Le plus caricatural appartemment qu j'ai vu dans le genre ultra-fonctionnel, c'est un 3 tatamis. Pour ceux qui ne connaissent pas bien la surface d'un tatami, ça doit faire en tout 10 m2 et encore...Le truc était moderne et propre avec la clim et un coin cuisine (dans la pièce 3 tatamis) tout neuf. Dans les toilettes de 1m2 il y avait aussi la douche accrochée juste à côté de la cuvette. Il est clair que c'est le genre d'endroit où on ne fait que dormir mais c'est économique: 39000 yens par mois à côté de Shinagwa, à proximité de la station JR avec connection internet. Bon ce n'est pas un exemple à généraliser puisque pour juste un peu plus cher on peut trouver quelque chose de bien plus vivable. Mais ce était un peu spécial c'est que la grande maison découpée en petits appartemments était soumise à un régime assez strict. par exemple il y était interdit d'inviter quelqu'un pendant la nuit pour ne pas importuner le voisin.

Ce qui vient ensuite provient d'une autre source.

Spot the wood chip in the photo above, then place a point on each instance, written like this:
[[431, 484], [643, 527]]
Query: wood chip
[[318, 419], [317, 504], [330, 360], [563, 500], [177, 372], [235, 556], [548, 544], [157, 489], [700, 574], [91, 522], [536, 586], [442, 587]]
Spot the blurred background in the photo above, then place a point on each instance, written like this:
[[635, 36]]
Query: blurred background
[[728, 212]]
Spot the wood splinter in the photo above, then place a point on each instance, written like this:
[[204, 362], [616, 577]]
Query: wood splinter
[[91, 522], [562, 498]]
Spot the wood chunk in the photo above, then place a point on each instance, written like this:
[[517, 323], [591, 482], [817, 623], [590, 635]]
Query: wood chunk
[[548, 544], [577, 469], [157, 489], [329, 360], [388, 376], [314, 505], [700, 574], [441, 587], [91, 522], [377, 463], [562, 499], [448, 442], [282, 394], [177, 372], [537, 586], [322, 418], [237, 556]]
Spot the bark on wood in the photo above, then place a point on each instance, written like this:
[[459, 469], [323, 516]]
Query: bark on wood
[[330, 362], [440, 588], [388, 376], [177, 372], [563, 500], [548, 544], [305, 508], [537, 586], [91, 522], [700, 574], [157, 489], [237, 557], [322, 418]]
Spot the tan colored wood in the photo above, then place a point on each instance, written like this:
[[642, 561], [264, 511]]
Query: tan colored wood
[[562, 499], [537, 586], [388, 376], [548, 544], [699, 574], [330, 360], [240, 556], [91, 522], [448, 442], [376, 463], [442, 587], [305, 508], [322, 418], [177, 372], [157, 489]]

Une notion qui va du tapage nocturne festif aux ébats amoureux un peu trop expressifs. De plus, il y avait un "manager" dans le bâtiment pour veiller à ce que tout ce petit monde respecte le règlement avec le tri des poubelles...En bref, ça se rapprochait plus de la guesthouse sans les avantages de la guesthouse. Parceque se retrouver isolé dans une pièce de 3 tatamis sans luminosité naturelle, ou très peu à cause du mur en face, ça doit pas être marrant tous les jours, et il veut mieux avoir une copine ou un copain chez qui on peut passer une moitié de la semaine! Pourquoi ce réglement? On invoque ici que les résidents du quartier sont là depuis plusieurs générations et vivent dans le calme.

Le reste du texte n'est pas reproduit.